Mr Moses Mbatha (EFF)

moses

What is your political background? I joined the struggle at an early age. I was age 10 years old when I first attended a community meeting to discuss a rent and bus boycott in 1980 in the township of Umlazi in the south of Durban. As one of the youngest activists, my role was to pass information between sections of the township. Organising protest action during those days meant life and death and the community was fighting back every day against security agents and riot police.

My early days also involved serving in all the protest campaigns of the Umlazi Youth League and the Umlazi Civic Association. I attended the launch of the United Democratic Front (UDF) in Cape Town, Mitchells Plain in 1983 when I was thirteen years old.

Currently I am part of the EFF’s core founding leadership, because I have been there from day one when the movement started in June 2013, through the 17 policy meetings to the first National Assembly in December 2014. We are spirited by our desire to fight for total economic emancipation of poor and working class South Africans.

What does my job as an MP entail? As an MP in the National Assembly, my work involves representing poor and working class South Africans. My primary portfolio is the Portfolio Committee on Higher Education and Training and I also serve on the Economic Development Committee. I am very experienced in both portfolio committees.

What is your impression of the Fifth Parliament so far? Parliament is a very colonial institution; I am shocked that so many years into our democracy very little has actually changed. The current parliament represents the rich elite pack and is anti-black.
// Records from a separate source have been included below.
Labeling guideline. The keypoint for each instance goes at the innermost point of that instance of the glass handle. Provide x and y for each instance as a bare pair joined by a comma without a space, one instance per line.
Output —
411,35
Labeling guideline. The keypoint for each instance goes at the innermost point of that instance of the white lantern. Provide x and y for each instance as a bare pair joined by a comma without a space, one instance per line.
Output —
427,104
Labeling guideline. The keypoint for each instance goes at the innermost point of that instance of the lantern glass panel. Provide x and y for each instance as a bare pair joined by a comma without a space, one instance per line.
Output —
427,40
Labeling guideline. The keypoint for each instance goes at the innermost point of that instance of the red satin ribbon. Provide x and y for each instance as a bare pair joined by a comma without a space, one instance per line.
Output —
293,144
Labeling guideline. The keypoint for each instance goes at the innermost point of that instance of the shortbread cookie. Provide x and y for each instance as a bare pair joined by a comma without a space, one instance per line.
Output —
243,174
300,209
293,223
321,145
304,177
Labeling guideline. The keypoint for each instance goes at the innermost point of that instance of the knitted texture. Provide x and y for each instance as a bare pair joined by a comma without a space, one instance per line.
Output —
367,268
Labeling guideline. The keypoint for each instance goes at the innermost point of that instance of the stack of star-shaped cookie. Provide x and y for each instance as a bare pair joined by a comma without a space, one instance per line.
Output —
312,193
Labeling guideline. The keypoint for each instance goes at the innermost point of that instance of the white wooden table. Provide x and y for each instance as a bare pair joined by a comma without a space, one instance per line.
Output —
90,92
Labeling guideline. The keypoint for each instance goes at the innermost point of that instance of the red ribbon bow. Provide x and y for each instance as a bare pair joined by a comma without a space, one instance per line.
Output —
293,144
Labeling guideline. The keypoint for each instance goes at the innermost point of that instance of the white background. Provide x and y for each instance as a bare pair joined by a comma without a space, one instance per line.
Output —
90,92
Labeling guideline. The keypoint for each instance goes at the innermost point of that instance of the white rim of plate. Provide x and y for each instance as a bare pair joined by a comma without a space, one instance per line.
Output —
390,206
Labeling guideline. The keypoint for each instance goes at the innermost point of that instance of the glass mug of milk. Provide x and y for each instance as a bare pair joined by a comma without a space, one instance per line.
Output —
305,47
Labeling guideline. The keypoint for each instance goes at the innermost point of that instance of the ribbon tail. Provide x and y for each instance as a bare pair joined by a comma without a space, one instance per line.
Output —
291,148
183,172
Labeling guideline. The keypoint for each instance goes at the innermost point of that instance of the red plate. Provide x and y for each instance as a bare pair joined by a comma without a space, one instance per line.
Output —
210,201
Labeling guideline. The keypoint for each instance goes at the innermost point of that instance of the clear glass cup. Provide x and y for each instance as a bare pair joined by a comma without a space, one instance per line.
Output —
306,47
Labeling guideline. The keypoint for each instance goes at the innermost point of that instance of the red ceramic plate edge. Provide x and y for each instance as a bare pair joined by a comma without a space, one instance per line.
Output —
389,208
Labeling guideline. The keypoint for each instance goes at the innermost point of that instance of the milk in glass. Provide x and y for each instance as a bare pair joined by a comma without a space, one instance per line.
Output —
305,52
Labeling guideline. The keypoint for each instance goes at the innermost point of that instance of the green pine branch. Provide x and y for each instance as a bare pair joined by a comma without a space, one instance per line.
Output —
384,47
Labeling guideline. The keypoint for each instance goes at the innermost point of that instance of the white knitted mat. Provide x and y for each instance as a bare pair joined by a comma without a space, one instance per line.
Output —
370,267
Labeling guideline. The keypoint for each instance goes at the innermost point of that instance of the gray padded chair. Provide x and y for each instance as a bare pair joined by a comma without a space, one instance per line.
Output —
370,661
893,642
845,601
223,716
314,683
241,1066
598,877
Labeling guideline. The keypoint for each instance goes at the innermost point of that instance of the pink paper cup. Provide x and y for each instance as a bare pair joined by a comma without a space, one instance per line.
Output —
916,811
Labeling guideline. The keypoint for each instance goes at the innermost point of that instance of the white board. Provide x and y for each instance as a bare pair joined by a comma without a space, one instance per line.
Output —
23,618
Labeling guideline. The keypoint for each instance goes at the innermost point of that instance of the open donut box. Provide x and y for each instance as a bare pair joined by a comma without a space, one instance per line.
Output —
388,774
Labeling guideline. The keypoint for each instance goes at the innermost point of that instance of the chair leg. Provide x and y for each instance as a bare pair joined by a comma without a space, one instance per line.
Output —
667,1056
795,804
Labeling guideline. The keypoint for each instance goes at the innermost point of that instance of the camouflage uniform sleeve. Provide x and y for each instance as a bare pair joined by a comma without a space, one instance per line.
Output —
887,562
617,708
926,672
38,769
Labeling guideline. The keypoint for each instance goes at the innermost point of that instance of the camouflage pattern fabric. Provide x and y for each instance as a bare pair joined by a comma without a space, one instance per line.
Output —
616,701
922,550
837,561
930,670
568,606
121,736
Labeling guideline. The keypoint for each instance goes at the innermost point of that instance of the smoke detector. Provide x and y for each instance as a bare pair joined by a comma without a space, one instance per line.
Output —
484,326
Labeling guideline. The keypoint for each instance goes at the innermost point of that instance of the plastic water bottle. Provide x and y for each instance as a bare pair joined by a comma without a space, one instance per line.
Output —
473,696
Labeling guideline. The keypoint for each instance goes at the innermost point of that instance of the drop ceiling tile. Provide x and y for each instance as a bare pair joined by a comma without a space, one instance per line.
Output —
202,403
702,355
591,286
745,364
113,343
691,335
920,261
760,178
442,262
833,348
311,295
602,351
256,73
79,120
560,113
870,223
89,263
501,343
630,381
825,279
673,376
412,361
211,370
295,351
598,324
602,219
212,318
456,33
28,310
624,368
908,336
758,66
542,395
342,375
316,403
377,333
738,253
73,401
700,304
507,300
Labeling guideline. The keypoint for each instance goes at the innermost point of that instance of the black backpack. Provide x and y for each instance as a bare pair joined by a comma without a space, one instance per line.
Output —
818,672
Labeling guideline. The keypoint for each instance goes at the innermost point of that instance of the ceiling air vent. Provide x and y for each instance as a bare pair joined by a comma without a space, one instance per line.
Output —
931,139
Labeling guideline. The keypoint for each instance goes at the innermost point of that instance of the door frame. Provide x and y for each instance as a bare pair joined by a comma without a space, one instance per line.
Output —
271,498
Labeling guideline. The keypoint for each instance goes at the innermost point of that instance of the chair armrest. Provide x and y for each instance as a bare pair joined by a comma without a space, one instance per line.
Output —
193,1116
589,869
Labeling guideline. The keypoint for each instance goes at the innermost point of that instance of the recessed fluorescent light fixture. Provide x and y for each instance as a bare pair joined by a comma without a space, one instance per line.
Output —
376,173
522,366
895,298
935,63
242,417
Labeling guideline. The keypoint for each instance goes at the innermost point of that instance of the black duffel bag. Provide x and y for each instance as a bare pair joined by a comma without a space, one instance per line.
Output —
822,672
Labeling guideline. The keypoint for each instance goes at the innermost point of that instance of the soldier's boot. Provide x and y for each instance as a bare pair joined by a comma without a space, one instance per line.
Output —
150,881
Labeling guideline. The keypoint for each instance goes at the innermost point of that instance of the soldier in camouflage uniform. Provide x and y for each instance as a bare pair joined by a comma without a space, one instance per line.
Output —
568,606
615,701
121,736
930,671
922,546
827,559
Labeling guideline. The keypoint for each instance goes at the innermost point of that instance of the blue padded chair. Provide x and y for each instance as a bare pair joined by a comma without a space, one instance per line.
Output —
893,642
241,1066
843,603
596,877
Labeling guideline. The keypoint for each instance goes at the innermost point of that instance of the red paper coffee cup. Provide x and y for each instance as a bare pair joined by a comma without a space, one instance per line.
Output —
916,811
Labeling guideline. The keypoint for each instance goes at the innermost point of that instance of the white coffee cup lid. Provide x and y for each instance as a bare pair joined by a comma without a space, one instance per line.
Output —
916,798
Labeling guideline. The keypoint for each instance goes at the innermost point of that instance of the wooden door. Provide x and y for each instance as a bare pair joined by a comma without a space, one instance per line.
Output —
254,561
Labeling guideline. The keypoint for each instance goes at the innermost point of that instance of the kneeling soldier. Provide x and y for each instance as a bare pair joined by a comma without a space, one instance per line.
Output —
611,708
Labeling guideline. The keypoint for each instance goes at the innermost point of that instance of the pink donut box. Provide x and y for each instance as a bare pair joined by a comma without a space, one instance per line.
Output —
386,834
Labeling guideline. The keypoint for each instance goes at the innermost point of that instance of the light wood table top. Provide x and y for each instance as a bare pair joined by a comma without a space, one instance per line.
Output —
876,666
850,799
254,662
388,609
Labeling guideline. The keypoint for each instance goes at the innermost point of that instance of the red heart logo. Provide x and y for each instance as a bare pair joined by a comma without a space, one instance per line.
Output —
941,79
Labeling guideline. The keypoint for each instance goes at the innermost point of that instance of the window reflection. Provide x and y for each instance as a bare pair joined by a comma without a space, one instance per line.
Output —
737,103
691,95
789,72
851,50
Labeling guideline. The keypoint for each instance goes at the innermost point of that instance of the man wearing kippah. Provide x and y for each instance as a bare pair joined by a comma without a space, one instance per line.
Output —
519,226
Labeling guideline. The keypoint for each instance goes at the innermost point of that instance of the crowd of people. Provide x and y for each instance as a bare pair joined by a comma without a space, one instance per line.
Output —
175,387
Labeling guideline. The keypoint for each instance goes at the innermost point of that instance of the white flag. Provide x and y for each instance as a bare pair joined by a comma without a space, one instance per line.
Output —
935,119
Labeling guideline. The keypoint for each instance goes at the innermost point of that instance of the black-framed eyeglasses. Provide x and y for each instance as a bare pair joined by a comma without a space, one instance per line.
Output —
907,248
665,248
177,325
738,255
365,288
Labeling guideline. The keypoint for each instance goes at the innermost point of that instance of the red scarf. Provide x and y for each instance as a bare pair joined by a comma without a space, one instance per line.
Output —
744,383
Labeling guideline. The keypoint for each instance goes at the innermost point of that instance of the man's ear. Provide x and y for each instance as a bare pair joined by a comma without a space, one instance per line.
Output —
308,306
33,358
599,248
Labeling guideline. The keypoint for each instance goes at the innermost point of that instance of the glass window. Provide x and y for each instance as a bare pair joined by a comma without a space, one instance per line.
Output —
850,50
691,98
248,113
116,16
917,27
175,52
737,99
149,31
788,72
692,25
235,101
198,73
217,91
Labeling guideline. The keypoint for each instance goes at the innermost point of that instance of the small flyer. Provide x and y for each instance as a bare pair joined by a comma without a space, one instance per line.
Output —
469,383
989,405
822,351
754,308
What constituency area have you been assigned to you by your party? What is most interesting about your constituency work so far? I am assigned to the Pietermaritzburg area. We are a popular mass movement focusing on community struggles such as lack of services, unemployment and economic justice concerns and issues such as the #FeesMustFall movement. I always look forward to community protests and handling corruption complaints against government officials.

What are you most passionate about - this applies both in a political/professional arena as well as personally? I am passionate about free higher education for all and I will continue to fight until this has been achieved.

What would your message to South Africa be? We need to deal with the historical imbalance in economic participation now. The ‘new apartheid’ is the continued economic exclusion of the black majority. This is the real threat to our democracy. The political system is anti-black and perpetuates and promotes a colonial culture and this should stop.